Farmers will not disagree with that. In my own farming days, we used to pay local beekeepers to bring their hives out to aid pollination whether the crop was clover or beans. The fee used to be £5 per hive, but at the end of the season you would get a comb of honey so it was a good deal.
Right from the earliest days of agriculture, there was and is no argument about the beneficial effects of bees on farming.
However, there is now a storm brewing over a possible link between one of the most common and most effective seed treatments and the demise of entire colonies of bees.
In Scotland, neonicotinoids are mainly used to help protect oilseed rape crops but they are also used in seed potato treatments, as well as some horticultural crops and winter-sown cereals.
Neonicotinoids account for only 1 per cent of the pesticides used in this country. It is the lack of any substitute pesticide if they are removed that is the big concern.
Later today, a vote on a proposal to remove them from the permitted pesticide list is to take place in Brussels and a number of member states are expected to back that move.
France, Germany, Italy and Slovenia have banned the use of neonicotinoids and, earlier this month, a powerful House of Commons committee recommended the UK took a similar line.
So far, Defra has held to the line that more research work needs to be done before any such action is taken and, at the weekend, Scottish Government rural affairs secretary Richard Lochhead called for a two-year delay before any ban took effect.
He wanted to see conclusive evidence that the pesticides were harmful to bees before any ban was implemented.
Speaking after a visit to an apiary near Elgin, he said that up until now, the science had not been clearcut on the matter and field trials with bumble bees had not been conclusive.
There was, he added, a wide range of factors that could be affecting these valuable pollinators; a view which is shared by many beekeepers in my experience.
In taking that line, Lochhead has put himself at odds with his political colleague, Alyn Smith MEP, who has consistently argued that the precautionary principle should be applied and a ban implemented.
Earlier last week, in a thoughtful contribution to the future of food production, David Caffall had expressed his worries over the cumulative effect of legislation from Brussels.
He is the chief executive of the Agricultural Industries Confederation, which is a bit of a mouthful but basically it represents all the industries allied to farming in the UK.

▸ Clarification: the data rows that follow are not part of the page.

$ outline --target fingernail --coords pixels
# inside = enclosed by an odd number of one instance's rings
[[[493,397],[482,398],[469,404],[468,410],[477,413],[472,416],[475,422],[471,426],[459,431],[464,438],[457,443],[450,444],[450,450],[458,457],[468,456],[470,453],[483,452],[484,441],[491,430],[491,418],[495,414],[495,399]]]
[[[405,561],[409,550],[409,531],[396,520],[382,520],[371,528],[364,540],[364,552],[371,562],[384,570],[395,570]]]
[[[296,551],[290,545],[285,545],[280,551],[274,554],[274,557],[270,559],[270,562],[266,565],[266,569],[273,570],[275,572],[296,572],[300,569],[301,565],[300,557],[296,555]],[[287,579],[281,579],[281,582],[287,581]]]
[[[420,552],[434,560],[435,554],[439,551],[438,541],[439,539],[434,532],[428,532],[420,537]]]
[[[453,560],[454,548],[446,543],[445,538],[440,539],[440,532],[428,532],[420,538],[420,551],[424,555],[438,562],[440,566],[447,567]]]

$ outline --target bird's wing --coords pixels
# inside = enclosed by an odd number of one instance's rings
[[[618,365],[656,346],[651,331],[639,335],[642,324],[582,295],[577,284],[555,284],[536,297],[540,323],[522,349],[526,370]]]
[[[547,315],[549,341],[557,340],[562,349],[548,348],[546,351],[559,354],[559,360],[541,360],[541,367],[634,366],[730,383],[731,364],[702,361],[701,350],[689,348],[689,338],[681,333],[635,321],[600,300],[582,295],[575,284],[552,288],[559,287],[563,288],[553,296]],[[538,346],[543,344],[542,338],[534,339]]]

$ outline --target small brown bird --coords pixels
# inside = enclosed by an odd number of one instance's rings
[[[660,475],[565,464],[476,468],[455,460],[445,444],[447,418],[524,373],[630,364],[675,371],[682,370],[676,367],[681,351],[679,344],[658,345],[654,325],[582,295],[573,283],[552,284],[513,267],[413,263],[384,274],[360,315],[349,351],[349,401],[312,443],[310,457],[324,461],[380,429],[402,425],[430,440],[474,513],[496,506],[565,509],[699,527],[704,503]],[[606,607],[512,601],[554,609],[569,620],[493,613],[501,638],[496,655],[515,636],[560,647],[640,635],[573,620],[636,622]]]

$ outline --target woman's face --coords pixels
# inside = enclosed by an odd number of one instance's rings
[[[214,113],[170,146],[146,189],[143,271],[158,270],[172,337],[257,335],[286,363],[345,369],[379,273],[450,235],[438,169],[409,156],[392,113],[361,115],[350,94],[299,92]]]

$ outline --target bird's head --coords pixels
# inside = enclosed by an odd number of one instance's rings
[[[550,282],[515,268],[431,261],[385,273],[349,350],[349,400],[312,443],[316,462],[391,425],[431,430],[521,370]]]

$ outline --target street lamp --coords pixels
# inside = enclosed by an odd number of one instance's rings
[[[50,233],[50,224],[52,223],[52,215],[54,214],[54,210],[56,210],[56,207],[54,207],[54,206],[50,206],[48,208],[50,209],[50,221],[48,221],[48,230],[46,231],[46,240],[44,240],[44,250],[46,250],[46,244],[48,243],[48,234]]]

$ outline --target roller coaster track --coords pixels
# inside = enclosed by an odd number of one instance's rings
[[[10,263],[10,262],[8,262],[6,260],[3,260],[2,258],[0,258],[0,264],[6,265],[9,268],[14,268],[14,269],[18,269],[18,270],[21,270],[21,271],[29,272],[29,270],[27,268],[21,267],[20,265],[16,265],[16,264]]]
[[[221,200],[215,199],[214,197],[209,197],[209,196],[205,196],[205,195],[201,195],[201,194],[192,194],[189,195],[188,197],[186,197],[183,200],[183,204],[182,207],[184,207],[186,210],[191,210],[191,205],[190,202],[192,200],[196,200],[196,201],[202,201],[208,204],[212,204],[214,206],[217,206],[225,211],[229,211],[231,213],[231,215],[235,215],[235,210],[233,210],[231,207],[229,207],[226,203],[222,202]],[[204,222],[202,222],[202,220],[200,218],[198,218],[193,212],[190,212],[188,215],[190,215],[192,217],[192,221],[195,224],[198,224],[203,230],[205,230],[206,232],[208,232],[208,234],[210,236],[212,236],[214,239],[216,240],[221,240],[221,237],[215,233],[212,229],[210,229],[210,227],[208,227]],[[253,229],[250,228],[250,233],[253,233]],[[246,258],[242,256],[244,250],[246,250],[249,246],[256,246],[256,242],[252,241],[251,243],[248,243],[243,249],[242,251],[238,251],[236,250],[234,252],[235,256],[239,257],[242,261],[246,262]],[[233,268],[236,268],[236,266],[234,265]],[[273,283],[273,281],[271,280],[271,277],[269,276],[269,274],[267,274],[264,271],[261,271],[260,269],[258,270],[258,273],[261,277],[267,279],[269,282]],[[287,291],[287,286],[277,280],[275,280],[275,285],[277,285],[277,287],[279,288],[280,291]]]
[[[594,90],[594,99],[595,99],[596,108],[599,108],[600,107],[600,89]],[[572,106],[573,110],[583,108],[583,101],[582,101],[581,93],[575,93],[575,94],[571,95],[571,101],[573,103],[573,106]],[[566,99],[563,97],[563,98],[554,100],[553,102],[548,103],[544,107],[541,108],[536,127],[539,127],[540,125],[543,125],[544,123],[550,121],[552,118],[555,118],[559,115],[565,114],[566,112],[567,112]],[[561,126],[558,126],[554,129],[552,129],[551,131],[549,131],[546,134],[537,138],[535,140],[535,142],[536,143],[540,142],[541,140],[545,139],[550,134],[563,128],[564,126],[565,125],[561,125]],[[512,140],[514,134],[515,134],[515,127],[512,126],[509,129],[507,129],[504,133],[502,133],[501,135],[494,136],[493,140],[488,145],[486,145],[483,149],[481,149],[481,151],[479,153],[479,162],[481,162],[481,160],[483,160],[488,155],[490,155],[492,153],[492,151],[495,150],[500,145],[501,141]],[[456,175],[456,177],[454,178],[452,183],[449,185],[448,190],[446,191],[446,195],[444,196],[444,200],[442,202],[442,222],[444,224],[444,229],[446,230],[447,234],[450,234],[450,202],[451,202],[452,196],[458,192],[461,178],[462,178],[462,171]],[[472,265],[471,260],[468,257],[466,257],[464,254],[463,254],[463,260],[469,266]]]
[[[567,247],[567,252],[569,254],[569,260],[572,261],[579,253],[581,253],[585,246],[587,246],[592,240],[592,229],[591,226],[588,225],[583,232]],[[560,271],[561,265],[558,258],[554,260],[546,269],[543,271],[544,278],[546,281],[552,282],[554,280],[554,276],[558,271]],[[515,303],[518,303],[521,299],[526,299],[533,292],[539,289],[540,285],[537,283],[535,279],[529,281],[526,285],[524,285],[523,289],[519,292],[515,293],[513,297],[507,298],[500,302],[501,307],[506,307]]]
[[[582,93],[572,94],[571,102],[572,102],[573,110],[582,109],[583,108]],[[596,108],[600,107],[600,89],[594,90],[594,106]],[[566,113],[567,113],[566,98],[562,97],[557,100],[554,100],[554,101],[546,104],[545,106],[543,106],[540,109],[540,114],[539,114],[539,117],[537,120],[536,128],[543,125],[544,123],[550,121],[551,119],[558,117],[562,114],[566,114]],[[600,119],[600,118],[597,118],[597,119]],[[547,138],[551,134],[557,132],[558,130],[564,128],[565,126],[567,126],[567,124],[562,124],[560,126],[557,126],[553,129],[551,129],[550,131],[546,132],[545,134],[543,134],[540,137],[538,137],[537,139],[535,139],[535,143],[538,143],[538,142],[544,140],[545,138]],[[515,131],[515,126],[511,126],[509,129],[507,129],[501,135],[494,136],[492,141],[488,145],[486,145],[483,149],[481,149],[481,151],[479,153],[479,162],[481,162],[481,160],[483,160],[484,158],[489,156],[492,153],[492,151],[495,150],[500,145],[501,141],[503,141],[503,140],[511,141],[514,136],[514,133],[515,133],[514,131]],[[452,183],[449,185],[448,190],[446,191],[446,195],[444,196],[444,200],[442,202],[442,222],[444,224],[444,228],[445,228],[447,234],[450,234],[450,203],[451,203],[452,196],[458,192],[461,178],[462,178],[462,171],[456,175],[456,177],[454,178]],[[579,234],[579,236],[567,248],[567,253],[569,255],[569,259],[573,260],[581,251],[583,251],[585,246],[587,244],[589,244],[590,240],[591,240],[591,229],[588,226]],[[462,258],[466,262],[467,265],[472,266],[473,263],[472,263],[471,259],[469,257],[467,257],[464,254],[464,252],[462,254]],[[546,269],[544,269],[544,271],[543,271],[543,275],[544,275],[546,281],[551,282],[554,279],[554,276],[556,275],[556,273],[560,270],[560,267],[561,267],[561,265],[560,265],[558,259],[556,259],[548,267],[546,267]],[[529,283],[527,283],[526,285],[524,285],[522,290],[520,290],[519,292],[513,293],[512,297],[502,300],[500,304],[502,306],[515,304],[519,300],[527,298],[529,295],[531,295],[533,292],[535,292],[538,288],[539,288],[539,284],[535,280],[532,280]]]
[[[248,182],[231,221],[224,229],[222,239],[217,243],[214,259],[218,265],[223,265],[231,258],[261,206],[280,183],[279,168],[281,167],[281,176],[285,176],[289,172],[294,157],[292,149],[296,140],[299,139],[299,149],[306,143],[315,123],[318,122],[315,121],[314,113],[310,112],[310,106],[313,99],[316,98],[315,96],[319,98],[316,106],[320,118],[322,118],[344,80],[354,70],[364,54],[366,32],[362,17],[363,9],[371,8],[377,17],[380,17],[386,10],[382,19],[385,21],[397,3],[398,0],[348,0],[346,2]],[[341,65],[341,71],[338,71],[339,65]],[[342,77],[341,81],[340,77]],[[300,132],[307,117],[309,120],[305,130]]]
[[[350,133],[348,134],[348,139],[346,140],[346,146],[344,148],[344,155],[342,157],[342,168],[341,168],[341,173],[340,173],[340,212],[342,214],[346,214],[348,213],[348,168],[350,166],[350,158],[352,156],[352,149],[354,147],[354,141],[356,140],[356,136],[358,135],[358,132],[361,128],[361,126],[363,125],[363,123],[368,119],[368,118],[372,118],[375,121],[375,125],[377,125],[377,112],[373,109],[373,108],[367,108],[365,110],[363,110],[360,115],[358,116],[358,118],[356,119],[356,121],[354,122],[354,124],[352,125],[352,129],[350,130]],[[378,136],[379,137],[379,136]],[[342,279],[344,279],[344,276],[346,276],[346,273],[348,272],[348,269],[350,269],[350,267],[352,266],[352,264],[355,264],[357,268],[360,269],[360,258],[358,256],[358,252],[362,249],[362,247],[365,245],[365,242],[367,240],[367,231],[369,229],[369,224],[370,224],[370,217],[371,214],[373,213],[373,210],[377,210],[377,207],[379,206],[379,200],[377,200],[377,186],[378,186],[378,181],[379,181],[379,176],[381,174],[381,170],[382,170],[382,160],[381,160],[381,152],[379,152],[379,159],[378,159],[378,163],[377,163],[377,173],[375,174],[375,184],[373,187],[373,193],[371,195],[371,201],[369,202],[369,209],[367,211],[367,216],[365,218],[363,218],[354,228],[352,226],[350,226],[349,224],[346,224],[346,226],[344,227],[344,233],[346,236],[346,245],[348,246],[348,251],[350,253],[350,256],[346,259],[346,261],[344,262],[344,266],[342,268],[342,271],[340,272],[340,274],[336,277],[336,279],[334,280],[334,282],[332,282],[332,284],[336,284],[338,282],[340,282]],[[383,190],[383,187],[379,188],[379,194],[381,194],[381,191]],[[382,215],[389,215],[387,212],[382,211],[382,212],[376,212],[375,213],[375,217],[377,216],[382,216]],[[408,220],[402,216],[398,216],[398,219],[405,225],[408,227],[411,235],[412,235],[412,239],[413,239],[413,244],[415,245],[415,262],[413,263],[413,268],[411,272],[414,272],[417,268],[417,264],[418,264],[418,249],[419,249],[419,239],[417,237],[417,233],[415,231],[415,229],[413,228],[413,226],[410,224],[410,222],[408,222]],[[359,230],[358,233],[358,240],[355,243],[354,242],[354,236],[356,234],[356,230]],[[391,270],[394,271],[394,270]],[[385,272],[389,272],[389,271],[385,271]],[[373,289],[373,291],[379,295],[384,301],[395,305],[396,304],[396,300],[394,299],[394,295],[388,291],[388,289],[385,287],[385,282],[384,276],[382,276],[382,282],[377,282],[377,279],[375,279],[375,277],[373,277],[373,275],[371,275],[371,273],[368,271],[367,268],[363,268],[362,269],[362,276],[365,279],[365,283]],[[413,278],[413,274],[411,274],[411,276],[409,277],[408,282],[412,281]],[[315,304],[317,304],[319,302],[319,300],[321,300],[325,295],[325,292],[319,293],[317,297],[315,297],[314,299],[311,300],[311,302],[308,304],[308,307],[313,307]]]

He contrasted the public political utterances calling for more food production in the world with the tightening screw of regulations and restrictions emanating from Brussels.
It was not just the possible removal of the neonicotinoids that concerned him, there were another 40 pesticides used by European farmers that were in danger of being taken off the suppliers’ shelves, he warned.
One of the candidates for removal is metaldehyde-based slug pellets, which have played a vital role in the past sodden year in keeping these pests down to manageable levels.
Note the above refers only to European farmers, as these products would still be available to producers in other, non-EU countries who could then export food to Europe without consumers raising an eyebrow.
This happens already, with many long since banned chemicals being manufactured in China and other countries and then used in food production around the world.
Caffall’s point was that the cumulative and ultimately unfair effect of legislation in Europe could severely hamper the ability of farmers in this country to produce food for an ever hungrier world.
So, I hope the politicians will ca’ canny today and not just go for a knee-jerk ban – even if I admit that I did see one of the marathon bees lying down. It was at the 24-mile mark and, I think, it was just pure exhaustion and not due to any pesticide.